Both libraries will be released in September 2017 under a BSD license.
ExSeisPIOL addresses parallel I/O in a simple, user friendly manner. The end user just needs to specify the memory limits, data access pattern, and decomposition across processes while the API internally handles parallel I/O details, including constraints on asynchronous vs synchronous and collective vs non-collective I/O. It allows for file-format agnostic access to all data such as individual traces and parameters like source coordinates. The library can be integrated into existing seismic workflows, allowing geophysicist to focus on domain specific development without concerns about I/O specifics and distribution of data across multiple processors.
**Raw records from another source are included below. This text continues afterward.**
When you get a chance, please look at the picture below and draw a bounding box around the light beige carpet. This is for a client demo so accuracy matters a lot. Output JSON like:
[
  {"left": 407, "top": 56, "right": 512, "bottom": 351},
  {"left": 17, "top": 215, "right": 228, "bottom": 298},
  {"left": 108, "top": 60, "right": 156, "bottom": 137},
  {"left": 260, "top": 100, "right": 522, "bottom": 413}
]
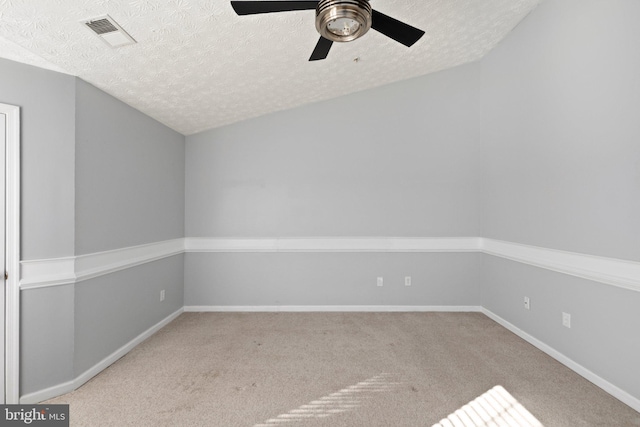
[{"left": 48, "top": 313, "right": 640, "bottom": 427}]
ExSeisFlow leverages the I/O performance from ExSeisPIOL to perform seismic processing operations, including 4D binning, trace sorting, noise filtering, and interpolation and regularisation. While ExSeisPIOL requires some user input to access data and distribute it across multiple processors, ExSeisFlow implicitly manages all I/O, as well as other operation details. It internally determines and optimises data access patterns, caching, memory management, and operation scalability. It maximises I/O performance by only reading in data relevant to the operations performed. For example, when sorting traces the library only reads in the appropriate header data to perform the sort, drastically decreasing the overall runtime when compared to reading an entire seismic file. I/O optimisation is also supported through a just-in-time model, allowing for multiple operations to be performed in a single workflow and inter-operation optimisation.